Expansão do Setor O, Setembro de 1992
Era uma mês de setembro anormalmente quente. Passou o mês de agosto inteiro sem chuvas e estávamos na segunda semana de setembro, no meio da seca. Tudo parecia coberto de poeira vermelha, quando eu e minha mãe andávamos sobre um céu cheio de grandes nuvens brancas. Ela me arrastava pela rua, pois eu parava a cada segundo para ver um detalhe, apontar uma planta ou uma pessoa e enchê-la de perguntas. Foi quando vimos, longe, nas colinas do Goiás, uma nuvem gigantesca, negra e assustadora.
– Vai chover, com a graça de Deus.
Tínhamos de nos apressar. Ainda faltava muito para chegarmos em casa. Eu carregava uma sacola de verduras, que me era desproporcionalmente grande. Eu tropeçava em minhas próprias pernas pelo peso. Minha mãe já estava irritada. O céu escurecia. A nuvem negra estava muito próxima. O vento carregava sacolas de supermercado e fazia bater as portas e janelas das casas. Todos andavam apressados nas ruas. Os cachorros ganiam, os periquitos faziam uma tremenda algazarra. Eu já estava ficando assustado. Seria uma grande chuva.
– Te apressa, menino! O mundo vai se acabar em água daqui a pouco!
E como se apressa? Já não ia mais dar tempo. Podia divisar, muito perto, as gotas grossas d’água que caíam no chão, levantando lama. Nos escondemos embaixo do toldo de um supermercado.

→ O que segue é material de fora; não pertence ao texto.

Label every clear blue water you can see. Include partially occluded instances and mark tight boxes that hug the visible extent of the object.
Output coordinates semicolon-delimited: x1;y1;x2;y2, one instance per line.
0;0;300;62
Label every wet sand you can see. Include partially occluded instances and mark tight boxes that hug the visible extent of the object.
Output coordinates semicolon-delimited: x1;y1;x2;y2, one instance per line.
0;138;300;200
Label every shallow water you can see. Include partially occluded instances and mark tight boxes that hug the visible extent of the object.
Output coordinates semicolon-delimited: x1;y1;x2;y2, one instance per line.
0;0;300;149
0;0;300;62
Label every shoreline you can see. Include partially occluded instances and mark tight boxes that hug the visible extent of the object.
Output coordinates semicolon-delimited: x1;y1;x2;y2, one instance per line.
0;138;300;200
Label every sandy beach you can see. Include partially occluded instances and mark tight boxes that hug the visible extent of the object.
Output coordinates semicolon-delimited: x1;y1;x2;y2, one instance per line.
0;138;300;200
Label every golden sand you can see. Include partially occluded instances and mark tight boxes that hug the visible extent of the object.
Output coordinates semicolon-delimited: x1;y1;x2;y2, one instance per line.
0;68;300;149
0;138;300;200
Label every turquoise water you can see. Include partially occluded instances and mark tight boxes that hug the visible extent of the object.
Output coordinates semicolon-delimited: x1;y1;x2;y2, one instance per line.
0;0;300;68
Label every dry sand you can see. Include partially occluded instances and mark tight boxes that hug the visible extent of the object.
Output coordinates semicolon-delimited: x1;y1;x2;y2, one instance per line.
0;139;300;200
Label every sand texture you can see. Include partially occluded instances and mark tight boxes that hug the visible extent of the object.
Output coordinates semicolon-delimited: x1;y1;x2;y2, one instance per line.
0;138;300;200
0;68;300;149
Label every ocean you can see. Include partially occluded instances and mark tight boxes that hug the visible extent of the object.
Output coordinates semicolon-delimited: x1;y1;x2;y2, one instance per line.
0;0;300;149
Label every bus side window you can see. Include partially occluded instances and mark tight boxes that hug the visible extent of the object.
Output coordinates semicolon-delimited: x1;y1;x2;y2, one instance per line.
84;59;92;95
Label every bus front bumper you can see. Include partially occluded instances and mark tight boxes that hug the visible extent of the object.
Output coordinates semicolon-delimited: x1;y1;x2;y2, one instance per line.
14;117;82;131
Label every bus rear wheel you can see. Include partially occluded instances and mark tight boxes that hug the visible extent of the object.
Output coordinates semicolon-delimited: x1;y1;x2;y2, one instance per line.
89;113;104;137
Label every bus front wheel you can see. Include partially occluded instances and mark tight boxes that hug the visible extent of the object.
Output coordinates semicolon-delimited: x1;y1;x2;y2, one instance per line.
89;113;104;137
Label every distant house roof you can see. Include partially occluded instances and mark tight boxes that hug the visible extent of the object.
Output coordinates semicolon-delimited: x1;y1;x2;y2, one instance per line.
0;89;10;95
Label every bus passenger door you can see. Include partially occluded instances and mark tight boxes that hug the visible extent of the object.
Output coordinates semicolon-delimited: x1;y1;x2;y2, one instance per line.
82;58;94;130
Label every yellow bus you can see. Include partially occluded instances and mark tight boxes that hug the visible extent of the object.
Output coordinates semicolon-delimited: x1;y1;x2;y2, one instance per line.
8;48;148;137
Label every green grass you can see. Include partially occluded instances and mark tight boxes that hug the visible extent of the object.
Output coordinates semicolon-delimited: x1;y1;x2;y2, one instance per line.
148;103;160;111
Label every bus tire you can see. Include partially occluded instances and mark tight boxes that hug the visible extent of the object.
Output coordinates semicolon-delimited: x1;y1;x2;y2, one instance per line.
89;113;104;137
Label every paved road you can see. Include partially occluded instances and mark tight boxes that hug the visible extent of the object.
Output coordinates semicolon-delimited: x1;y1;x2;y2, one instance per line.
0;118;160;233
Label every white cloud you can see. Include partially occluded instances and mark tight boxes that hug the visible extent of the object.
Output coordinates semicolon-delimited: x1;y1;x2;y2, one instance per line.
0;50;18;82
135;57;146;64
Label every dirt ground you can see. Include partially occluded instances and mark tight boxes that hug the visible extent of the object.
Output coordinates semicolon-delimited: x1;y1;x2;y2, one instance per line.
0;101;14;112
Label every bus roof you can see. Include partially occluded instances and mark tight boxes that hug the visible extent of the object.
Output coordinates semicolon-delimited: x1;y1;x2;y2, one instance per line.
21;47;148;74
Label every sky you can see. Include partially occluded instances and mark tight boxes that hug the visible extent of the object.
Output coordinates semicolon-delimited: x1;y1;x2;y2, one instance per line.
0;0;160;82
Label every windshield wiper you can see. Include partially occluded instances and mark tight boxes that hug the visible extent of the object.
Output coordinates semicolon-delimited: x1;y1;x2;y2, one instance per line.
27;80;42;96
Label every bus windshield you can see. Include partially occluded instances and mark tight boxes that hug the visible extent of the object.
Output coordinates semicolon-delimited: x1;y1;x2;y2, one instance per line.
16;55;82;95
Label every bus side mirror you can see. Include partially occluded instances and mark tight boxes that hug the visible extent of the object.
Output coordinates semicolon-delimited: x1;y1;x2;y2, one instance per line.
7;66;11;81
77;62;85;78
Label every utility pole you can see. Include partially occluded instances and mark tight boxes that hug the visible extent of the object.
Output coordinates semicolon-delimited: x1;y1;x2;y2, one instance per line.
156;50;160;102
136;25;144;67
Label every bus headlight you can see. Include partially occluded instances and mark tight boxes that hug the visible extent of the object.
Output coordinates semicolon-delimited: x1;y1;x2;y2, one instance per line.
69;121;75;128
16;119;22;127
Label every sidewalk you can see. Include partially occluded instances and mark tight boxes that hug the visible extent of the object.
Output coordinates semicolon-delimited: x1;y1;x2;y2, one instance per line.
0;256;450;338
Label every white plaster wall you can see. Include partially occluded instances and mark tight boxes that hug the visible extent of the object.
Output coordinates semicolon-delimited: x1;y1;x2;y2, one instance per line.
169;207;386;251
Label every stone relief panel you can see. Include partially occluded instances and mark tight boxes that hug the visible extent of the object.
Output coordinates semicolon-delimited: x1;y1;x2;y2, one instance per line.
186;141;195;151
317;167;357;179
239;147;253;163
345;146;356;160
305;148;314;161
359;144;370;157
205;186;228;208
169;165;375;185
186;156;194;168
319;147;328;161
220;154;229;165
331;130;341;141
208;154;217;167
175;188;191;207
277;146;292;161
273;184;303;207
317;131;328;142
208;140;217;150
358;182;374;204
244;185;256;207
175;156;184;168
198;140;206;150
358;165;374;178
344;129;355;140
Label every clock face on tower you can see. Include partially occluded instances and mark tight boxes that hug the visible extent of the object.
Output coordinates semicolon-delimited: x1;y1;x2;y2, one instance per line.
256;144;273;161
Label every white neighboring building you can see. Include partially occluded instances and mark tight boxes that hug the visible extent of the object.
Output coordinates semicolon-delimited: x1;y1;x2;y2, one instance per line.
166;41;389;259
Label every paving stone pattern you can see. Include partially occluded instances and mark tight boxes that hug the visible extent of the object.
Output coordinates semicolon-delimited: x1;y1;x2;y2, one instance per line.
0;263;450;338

– Mas mãe, o padre não disse que Deus não ia mais acabar o mundo em água?
– É modo de dizer menino…
Não foi possível entender o resto da frase. A chuva veio como uma onda de choque de explosão. Totalmente inesperada, ela tomou tudo num instante. Dos telhados empoirados, a água caía avermelhada, manchando as paredes. A rua sem asfalto tornou-se em segundos um rio de lama. Não podia ver muito longe e, por isso, eu tive medo.
– E se o padre estiver errado, mãe?
– Quem disse isso não foi o padre, foi Deus! E Ele não erra.

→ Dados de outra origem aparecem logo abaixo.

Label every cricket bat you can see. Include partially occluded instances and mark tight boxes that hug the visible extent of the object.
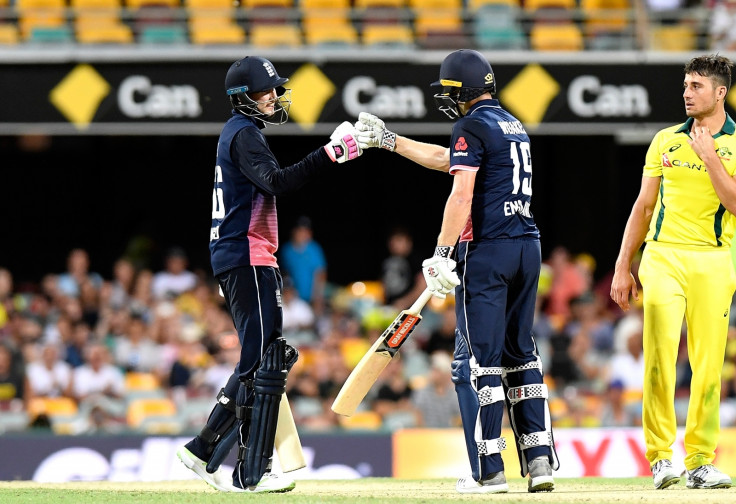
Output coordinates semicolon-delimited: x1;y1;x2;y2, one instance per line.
274;393;307;472
332;289;432;416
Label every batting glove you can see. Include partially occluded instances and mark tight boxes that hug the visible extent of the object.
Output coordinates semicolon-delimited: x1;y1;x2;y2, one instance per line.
325;121;363;163
355;112;396;152
422;247;460;299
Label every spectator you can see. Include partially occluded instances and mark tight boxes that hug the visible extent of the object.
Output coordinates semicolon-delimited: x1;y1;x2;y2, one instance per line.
114;311;160;373
72;342;125;417
381;227;426;309
424;306;457;355
411;351;461;428
151;247;197;300
26;343;72;397
279;217;327;315
281;277;317;346
0;344;25;401
546;246;588;328
56;248;102;298
600;380;641;427
372;359;419;430
108;257;137;309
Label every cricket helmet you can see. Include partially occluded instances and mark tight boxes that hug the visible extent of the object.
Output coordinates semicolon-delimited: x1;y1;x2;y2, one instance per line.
431;49;496;120
225;56;291;124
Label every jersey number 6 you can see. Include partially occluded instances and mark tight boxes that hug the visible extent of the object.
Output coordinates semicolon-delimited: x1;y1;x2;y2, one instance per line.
509;142;532;196
212;166;226;219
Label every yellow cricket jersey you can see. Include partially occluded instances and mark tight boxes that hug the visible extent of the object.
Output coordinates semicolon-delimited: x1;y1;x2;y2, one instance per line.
644;115;736;247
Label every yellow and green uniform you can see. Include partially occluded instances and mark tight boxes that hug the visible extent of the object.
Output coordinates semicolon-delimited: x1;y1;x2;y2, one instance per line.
639;116;736;470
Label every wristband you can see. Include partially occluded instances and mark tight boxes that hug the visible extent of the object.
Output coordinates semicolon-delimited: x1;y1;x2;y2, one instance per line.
381;129;396;152
434;245;455;259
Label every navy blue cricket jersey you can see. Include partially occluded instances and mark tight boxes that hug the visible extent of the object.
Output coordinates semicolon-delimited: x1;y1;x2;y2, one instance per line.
210;112;332;275
450;99;539;241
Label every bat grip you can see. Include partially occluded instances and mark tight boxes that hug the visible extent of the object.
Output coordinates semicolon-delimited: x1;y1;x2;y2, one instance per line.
407;289;432;315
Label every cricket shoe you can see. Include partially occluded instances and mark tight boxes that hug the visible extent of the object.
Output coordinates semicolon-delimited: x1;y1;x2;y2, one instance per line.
687;464;731;488
652;459;689;490
455;471;509;493
176;446;237;492
529;455;555;493
232;472;296;493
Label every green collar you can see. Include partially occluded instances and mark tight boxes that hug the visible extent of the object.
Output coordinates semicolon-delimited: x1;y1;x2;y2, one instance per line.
676;114;736;138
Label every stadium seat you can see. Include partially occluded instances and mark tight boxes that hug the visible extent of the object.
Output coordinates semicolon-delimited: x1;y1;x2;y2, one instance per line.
524;0;577;11
414;7;470;49
125;371;161;394
580;0;634;50
338;411;383;430
189;22;245;45
77;23;134;44
127;398;176;429
649;24;698;51
529;23;583;51
353;0;406;24
0;411;31;435
15;0;66;40
299;0;350;6
473;2;527;49
241;0;294;5
70;0;133;44
250;23;303;47
138;24;187;44
304;23;358;47
28;25;74;44
26;396;78;419
0;23;20;45
362;23;414;47
467;0;521;8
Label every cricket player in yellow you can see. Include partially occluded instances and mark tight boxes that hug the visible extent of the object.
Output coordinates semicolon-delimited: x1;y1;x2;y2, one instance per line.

O barulho piorou. Era granizo que caía em pedras do tamanho de bilocas, quicando no chão, branco. Ouvia o barulho das placas dos comércios e das telhas de amianto voando por ali. Uma mulher desesperada tentava se cobrir como podia no meio do temporal quando o seu guarda-chuva quebrou, sendo levado pelo ar. O vento era tão forte que fazia os fios elétricos cantarem e balancarem.
Árvores trincavam pelo vento. Pessoas gritavam. Seria o fim do mundo mesmo? Deus teria mesmo piedade das crianças como eu?
Eu estava totalmente molhado e minha mãe me abraçou. A coisa tava feia. A chuva caía em ondas, levada pelo vento, batendo com força nos portões das casas. Vi um cachorrinho sendo levado pelas águas. Tentei correr pra salvá-lo. Minha mãe me segurou.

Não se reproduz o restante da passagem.